Желудок, поняв, что его больше не собираются насиловать водкой и пивом, нажал кнопочку «Вкл.» и стал требовать еще еды. Поэтому божественные котлеты Лаптя, такие нежные, что таяли во рту, улетели в один присест. Домовой протянул тарелку с добавкой, положил голову на ладошку и стал наблюдать за мной, одновременно комментируя свой кулинарный талант:

– Я просто немного хлеба добавляю. Перекручу с мясом, яйцо туда, да делать больше почти ничего не надо.

Болтал Лапоть без умолку, а вместе с тем взгляд был настороженный. Как у собаки, что по запаху не может сразу признать хозяина после долгой разлуки. Я и раньше не особо страдал тактичностью, а в последнее время и вовсе избавился от необходимости ходить вокруг да около.

– Чего смотришь, как Ленин на буржуазию?

– Гнев тебя душит, хозяин. Копишь ты его в себе, выхода не даешь, а потом он сам прорывается. Так и сгореть недолго.

Я сдавил зубы, чтобы не нагрубить. Поиграл желваками и оскалился искусственной улыбкой.

– Тебе-то откуда знать, чего я чувствую?

– Так хозяин и домовой невидимыми узами связаны. Вроде как родственники единокровные.

– Допустим. И что ты предлагаешь? Самоконтроль и все такое?

– Скажешь тоже. Копят в себе, копят, а потом от грудной жабы помирают. «Мужчины не плачут» и прочая дребедень, – спрыгнул со стула Лапоть. – Гнев надо выплескивать. Раньше в лес забредали, куда поглубже, да орали дурниной, так, что волки под себя ходить начинали.

– Если дома начну кричать, меня в дурку увезут, – сказал я, расправляясь с последней котлетой.

– Так необязательно голосить. У человека много всяких путей есть. Про Ищущего вообще молчу. Щас…

Он заметался по кухне, гремя шкафами, потом бросился в зал, пронесся вихрем по стенке и вернулся с трофеями. Точнее, со стопкой пыльных тарелок.

– Вот.

– Крутяк. Гости к нам придут, что ли? Только ты помой это добро, а еще лучше выбрось. Тут половина старых и треснутых.

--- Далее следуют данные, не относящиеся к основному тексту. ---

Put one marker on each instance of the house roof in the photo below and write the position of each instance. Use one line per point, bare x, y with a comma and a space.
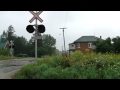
87, 39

– Так для нашего дела хорошо подходят, – он поставил стопку на стол и протянул мне одну тарелку. – Держи… А теперь бей.

– В смысле?

– Разбей ее. Ну давай, что стоишь как истукан? В жизни таких тупых не видел.

Второй раз меня просить было не нужно. Машина под названием «Необузданная злость» завелась с полуоборота. Я бросил тарелку, с опозданием подумав, что это, наверное, керамическая посуда бабушки и как-то нехорошо с ней так обращаться. Однако Сережа Дементьев ушел в астрал и больше не имел власти над бушующим телом.

За первой тарелкой полетела вторая, потом третья, четвертая. Кухня заполнилась множеством мелких острых осколков, отскакивающих от шкафов и холодильника. Парочка даже отлетела в меня и оцарапала кожу. А вулкан гнева продолжал выплескивать свою магму. На девятой тарелке я остановился.

Дышал быстро, словно пробежал на скорость стометровку. Волосы на коже встали дыбом, в крови бурлил адреналин. Однако удивительное дело: злость, бушевавшая внутри, уносилась прочь, подобно щепке в горной реке. Я замер, прислушиваясь к ощущениям, а потом удивленно спросил:

– Это как?

– Вот так! – ответил Лапоть, подбирая осколки. – В твоем случае гнев – как гной. Его надобно выплескивать, а не копить.